夢なんか、もういい。夢だったら、もう覚めてほしい。私のままじゃ、生きていたってまた同じことになるだけ。いじめられる。
今更"普通の女の子"になんて、なれないよ。
普通の女の子の姿をしていたって、中身が私じゃダメなの。
新垣ゆりは消えないと、ダメなの。
新垣ゆりではまともに生きていけない。
弱虫で、陰湿で、地味で、根暗。
こんな性格で、こんな残酷な世界で、生きていけるわけないんだ。
みんな、自分が好きで、自分が大切なんだ。
だけど私は私が嫌い。
誰かから新垣ゆりが好かれることは、永劫ない。
そういう星の元に生まれてしまった。神様が人間をつくっているとしたら、私は神様の失敗作。

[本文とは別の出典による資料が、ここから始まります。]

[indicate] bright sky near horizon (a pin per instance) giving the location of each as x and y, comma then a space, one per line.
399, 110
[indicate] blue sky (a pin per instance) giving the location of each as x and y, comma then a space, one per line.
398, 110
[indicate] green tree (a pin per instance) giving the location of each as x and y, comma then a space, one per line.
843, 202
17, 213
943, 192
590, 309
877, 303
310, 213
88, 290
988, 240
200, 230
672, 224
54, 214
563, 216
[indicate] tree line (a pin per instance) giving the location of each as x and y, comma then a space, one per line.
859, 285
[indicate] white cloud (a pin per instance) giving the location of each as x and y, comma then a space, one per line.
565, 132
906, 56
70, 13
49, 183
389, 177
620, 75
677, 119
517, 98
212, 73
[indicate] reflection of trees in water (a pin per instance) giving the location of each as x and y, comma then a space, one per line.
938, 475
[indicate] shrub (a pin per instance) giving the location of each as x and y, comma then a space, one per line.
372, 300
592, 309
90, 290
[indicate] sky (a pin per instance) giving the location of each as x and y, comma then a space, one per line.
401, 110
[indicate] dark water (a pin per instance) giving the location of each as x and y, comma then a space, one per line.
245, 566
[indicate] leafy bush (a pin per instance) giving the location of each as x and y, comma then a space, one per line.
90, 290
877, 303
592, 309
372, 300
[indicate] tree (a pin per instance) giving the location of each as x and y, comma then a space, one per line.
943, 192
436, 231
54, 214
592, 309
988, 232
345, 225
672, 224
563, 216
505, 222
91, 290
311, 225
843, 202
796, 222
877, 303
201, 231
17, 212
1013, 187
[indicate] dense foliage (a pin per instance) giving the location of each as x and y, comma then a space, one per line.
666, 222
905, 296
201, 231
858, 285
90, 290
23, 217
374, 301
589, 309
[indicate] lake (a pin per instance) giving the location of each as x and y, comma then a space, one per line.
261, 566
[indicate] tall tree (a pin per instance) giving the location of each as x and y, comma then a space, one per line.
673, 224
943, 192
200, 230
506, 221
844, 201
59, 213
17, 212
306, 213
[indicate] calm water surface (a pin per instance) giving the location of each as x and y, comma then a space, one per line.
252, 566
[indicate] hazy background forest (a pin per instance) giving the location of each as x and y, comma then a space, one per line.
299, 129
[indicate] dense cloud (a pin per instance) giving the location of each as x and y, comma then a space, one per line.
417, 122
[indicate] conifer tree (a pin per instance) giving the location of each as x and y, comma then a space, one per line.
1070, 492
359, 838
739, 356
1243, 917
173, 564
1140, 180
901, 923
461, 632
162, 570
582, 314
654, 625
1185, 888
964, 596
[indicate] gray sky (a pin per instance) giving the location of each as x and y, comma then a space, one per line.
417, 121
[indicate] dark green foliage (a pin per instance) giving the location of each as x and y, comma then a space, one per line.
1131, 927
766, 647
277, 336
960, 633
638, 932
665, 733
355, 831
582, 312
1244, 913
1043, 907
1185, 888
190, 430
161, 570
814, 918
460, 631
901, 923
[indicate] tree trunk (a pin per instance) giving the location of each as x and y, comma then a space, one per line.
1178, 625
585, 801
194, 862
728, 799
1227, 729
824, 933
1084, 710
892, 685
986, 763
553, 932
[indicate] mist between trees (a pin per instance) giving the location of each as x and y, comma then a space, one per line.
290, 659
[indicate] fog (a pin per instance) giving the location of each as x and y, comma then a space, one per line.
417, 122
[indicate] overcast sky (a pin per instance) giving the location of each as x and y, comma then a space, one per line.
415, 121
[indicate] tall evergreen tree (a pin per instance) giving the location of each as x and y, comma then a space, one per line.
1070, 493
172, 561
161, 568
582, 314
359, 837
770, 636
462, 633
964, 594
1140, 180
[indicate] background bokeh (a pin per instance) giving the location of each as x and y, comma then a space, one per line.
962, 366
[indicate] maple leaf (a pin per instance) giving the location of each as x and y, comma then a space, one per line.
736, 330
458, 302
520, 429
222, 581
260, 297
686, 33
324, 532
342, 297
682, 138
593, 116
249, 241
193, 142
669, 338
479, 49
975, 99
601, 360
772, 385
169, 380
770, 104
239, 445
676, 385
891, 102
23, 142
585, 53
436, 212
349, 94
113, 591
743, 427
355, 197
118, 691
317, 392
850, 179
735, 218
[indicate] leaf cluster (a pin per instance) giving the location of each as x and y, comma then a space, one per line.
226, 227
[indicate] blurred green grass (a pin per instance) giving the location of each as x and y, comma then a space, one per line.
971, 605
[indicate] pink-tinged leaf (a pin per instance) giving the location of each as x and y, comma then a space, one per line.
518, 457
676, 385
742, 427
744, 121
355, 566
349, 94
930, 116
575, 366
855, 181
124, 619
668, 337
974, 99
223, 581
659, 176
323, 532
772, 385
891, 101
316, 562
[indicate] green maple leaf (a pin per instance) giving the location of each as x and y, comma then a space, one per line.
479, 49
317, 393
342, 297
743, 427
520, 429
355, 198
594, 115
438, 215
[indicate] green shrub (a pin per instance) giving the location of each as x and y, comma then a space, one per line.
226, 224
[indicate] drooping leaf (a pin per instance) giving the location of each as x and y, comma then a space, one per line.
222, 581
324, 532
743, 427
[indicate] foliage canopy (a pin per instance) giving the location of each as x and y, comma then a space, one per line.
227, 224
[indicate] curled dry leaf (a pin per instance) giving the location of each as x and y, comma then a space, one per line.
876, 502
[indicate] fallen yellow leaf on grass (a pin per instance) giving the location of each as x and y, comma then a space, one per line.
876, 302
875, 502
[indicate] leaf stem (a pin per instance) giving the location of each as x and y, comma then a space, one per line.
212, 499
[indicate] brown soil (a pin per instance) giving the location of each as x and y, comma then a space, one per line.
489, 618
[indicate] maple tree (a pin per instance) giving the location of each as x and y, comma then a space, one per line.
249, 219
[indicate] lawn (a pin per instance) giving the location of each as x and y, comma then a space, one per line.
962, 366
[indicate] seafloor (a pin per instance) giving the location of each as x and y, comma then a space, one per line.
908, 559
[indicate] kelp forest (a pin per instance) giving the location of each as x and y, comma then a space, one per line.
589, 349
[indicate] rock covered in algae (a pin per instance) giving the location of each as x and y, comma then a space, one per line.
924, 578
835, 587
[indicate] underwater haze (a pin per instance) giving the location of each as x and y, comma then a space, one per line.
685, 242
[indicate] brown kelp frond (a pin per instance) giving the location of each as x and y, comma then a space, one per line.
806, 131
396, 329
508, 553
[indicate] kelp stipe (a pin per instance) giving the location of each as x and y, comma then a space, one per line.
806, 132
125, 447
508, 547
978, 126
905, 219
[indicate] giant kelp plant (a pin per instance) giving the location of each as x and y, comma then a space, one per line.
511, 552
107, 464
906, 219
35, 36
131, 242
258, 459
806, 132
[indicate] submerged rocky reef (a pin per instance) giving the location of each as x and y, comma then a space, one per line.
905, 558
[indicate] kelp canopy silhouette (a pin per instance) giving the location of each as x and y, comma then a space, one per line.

両親だって、私みたいな娘じゃなくて、もっと愛嬌のある娘が欲しかったに違いない。
いじめられなくて、自殺なんてしなくて、親よりも長生きする娘がよかっただろうに。
ごめんなさい。
こんな私が生まれてきてしまって。
「──美樹?」
近くで呼ばれてハッと我にかえる。
顔をあげると、そこには心配そうに顔を歪めた理香子ちゃんがいた。